I’ll first generate the same data that I was using before. And note, as @shabbychef mentioned on twitter, my iid simulations mean that compression isn’t likely to be useful, as we saw in my previous post. So don’t assume that these results apply generally; compression is useful much of the time.
n_ind <- 500
n_snps <- 1e5
ind_names <- paste0("ind", 1:n_ind)
snp_names <- paste0("snp", 1:n_snps)
sigX <- matrix(rnorm(n_ind*n_snps), nrow=n_ind)
sigY <- matrix(rnorm(n_ind*n_snps), nrow=n_ind)
dimnames(sigX) <- list(ind_names, paste0(snp_names, ".X"))

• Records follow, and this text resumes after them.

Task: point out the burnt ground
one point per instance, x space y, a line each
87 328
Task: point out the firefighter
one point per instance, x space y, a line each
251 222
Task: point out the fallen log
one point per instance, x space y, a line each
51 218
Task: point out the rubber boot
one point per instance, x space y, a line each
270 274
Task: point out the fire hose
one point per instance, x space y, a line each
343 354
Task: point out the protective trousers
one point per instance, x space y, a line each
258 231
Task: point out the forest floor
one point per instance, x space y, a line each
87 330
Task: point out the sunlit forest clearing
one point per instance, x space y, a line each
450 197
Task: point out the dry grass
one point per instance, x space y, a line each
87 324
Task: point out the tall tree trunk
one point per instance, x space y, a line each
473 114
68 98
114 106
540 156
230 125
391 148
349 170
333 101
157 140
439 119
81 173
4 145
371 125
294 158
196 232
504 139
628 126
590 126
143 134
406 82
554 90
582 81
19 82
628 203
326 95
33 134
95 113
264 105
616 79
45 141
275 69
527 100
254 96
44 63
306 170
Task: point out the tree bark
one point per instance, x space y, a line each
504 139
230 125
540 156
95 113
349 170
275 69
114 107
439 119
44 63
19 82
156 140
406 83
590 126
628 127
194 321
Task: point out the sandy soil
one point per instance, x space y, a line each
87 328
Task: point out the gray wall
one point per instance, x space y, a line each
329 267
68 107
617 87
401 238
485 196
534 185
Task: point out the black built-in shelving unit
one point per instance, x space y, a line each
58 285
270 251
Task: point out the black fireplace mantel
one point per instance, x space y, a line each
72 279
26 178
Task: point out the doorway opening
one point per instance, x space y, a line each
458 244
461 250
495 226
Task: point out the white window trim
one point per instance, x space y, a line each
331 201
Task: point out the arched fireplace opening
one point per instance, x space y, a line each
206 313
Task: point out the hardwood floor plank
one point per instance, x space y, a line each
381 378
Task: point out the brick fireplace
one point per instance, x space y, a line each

dimnames(sigY) <- list(ind_names, paste0(snp_names, ".Y"))
db <- cbind(data.frame(id=ind_names, stringsAsFactors=FALSE),
sigX, sigY)
Now, let’s look at the time to write an RDS file, when compressed and when not. I’m again going to cache my results and just tell you what happened.
rds_file <- "db.rds"
saveRDS(db, rds_file, compress=FALSE)
rds_comp_file <- "db_comp.rds"
saveRDS(db, rds_comp_file)
db_copy1 <- readRDS(rds_file)
db_copy2 <- readRDS(rds_comp_file)
Writing the data to an RDS file took 5.5 sec when uncompressed and 51.4 sec when compressed. Reading them back in took 2.4 sec for the uncompressed file and 11.0 sec for the compressed file. The uncompressed RDS file was 805 MB, while the compressed one was 769 MB.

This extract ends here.